Pauline Graulle, Ilyes Ramdani


Pendant plus de trois heures, mercredi 25 juin, la représentation nationale a débattu de ce que devrait être, de ce qu’était ou de ce que n’était pas la voix de la France dans les bouleversements géostratégiques à l’œuvre au Proche et au Moyen-Orient. Un « débat de qualité », a salué le député macroniste Roland Lescure, vice-président de l’Assemblée nationale, en levant la séance peu avant une heure du matin.

L’assertion n’est pas surfaite si l’on veut bien prendre l’exercice pour ce qu’il est : plutôt qu’un véritable débat, une succession de discours, encadrés par une introduction du premier ministre, François Bayrou, et une conclusion de ses ministres des affaires étrangères et des armées, Jean-Noël Barrot et Sébastien Lecornu. Le tout sans vote ni portée concrète, tant les affaires diplomatiques sont le privilège quasi exclusif du pouvoir exécutif et, pour être plus précis, du président de la République.
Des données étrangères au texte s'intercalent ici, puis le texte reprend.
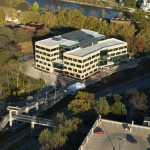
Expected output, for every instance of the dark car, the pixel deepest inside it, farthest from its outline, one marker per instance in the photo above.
(131, 139)
(98, 130)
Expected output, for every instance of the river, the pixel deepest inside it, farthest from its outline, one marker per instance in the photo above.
(88, 10)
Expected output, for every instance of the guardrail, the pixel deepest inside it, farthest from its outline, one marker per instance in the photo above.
(4, 121)
(90, 133)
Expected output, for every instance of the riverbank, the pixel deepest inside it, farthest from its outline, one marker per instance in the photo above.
(114, 7)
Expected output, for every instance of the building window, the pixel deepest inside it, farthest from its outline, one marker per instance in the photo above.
(47, 59)
(66, 72)
(86, 74)
(95, 60)
(37, 56)
(71, 64)
(78, 76)
(69, 68)
(93, 56)
(95, 70)
(91, 62)
(67, 63)
(75, 60)
(84, 60)
(89, 58)
(79, 66)
(86, 64)
(115, 49)
(53, 59)
(43, 58)
(53, 49)
(75, 70)
(80, 61)
(118, 53)
(55, 54)
(37, 46)
(113, 54)
(48, 50)
(42, 48)
(123, 52)
(71, 74)
(69, 58)
(65, 57)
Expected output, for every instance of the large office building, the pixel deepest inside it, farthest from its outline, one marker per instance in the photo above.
(79, 53)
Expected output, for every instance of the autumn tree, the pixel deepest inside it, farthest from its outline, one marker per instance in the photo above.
(117, 98)
(118, 108)
(35, 6)
(139, 100)
(102, 107)
(58, 136)
(83, 102)
(2, 16)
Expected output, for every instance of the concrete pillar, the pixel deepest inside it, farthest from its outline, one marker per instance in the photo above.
(10, 118)
(37, 106)
(32, 125)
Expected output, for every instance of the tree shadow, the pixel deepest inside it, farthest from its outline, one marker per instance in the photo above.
(148, 139)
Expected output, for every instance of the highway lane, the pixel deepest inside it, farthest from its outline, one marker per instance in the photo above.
(137, 83)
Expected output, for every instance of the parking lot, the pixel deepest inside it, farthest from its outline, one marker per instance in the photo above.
(115, 137)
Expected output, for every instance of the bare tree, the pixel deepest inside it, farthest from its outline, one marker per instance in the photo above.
(139, 100)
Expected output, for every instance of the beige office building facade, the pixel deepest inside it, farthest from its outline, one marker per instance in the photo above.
(79, 54)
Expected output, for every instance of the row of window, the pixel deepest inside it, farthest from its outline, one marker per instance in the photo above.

Il n’empêche : la discussion a donné à voir, dans une atmosphère grave et parfois tendue, la profondeur des divergences qui séparent les groupes politiques en matière diplomatique et géopolitique. La lecture des douze jours de guerre qui ont opposé l’Iran à Israël, puis aux États-Unis, n’a fait l’objet d’aucun consensus dans l’hémicycle. Si les oppositions ont toutes dénoncé l’inconstance d’Emmanuel Macron sur la scène internationale, elles l’ont fait pour des raisons très différentes. Les députés Marine Le Pen (RN), Éric Ciotti (UDR) et Mathilde Panot (LFI), le 25 juin 2025, à l’Assemblée nationale, lors du débat sur la situation au Proche et au Moyen-Orient. © Photomontage avec Stephane Lemouton / Sipa

À gauche, Mathilde Panot a ouvert le bal, succédant à François Bayrou à la tribune, en accusant l’exécutif d’avoir fait de la France, par son positionnement, « le laquais de [Benyamin] Nétanyahou et [Donald] Trump », les dirigeants israélien et américain. « Il fut un temps où l’obsession de la diplomatie française était de parler au monde entier », a regretté la présidente du groupe La France insoumise (LFI), avant d’expliquer qu’elle et ses collègues avaient été « stupéfaits » par l’incapacité du pouvoir à condamner l’agression israélienne contre l’Iran, ou à s’empresser d’invoquer « le droit d’Israël à se défendre ».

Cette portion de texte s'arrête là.